Some of my favourite/notable quotes from the book: 

“Fifteen seconds. That’s all it takes to completely change everything about a person. Fifteen seconds that we’ll never get back.”

“In the future…if by some miracle you ever find yourself in the position to fall in love again, fall in love with me.”

“All humans make mistakes. What determines a person’s character aren’t the mistakes we make. It’s how we take those mistakes and turn them into lessons rather than excuses.”

“There is no such thing as bad people. We’re all just people who sometimes do bad things.”

“Imagine all the people you meet in your life. There are so many. They come in like waves, trickling in and out with the tide. Some waves are much bigger and make more of an impact than others. Sometimes the waves bring with them things from deep in the bottom of the sea and they leave those things tossed onto the shore. Imprints against the grains of sand that prove the waves had once been there, long after the tide recedes.”


SPOILER SECTION – Do not read ahead if you haven’t read the book, or don’t want to be spoiled.


Ryle. This character was so flawed in so many ways. On the surface, he seems like the perfect guy, good looking, educated, and determined to be even more successful than he already is. However, once you get to know him and his past, you understand that he is deeply scarred from an event that occurred in his childhood, and that is now a challenge he is faced with as an adult. He physically abuses his wife, but I almost feel bad for him, because he does feel sincerely sorry for it, and his anger is something that he can’t really control. Usually, the men who abuse their wife in literature, and in movies are always portrayed as being just evil, the reader or the viewer doesn’t get to necessarily sympathize with the abuser or his past, or even get to see past the negative qualities and see his good qualities, like this book allows you to do. I thought that was a really interesting perspective to add into this novel.

Additionally, this book covers another interesting perspective, the stereotype that women who go back to the man that mistreats them are weak, or even just unintelligent for doing so. Lily witnessed her mother’s abuse as an outsider, and always had this stereotype, and even built up some resentment for her mother, because she wouldn’t leave her father.
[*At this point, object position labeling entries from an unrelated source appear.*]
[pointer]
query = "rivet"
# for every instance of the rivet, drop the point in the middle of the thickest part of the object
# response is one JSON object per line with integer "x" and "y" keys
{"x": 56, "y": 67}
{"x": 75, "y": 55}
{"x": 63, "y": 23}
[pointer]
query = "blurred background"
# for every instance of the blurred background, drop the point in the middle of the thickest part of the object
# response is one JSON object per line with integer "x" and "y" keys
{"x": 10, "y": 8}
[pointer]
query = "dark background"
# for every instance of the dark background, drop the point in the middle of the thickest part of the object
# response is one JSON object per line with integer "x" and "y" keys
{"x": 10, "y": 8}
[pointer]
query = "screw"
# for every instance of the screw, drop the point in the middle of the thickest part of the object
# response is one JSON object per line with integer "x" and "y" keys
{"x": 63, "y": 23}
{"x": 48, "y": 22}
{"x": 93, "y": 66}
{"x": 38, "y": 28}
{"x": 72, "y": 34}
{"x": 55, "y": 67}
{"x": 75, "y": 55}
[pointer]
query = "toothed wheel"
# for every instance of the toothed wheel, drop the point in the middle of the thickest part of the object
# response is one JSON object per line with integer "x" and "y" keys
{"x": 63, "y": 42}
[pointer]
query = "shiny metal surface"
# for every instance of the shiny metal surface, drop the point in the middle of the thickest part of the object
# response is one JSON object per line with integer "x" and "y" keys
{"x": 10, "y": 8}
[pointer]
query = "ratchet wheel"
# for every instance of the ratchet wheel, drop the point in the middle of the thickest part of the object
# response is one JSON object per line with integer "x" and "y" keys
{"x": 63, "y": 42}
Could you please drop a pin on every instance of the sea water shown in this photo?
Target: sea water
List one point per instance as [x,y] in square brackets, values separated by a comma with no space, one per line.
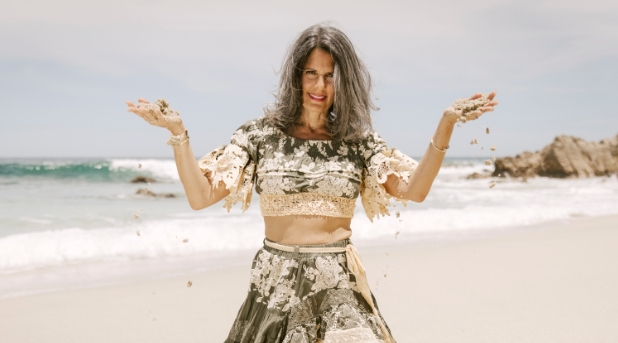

But, when she finds herself in a similar circumstance, she understands and realizes that women who go back aren’t necessarily weak, and that it’s a harder decision than it seems. I found it interesting getting to see Lily contemplate if her love for Ryle could one day forgive him for what he did, but I ultimately thought she made the right decision to divorce him, because she had more than her feelings and emotions to think about, she had her daughter’s. I think the fact that as a child she witnessed her mother abused by her father, really motivated her decision because she never wanted her daughter to go through the same thing. The title of the book “It Ends With Us” was uniquely interwoven into the ending, by Lily saying those words to her daughter regarding the cycle of abuse that usually occurs, making her incredibly brave to break this cycle!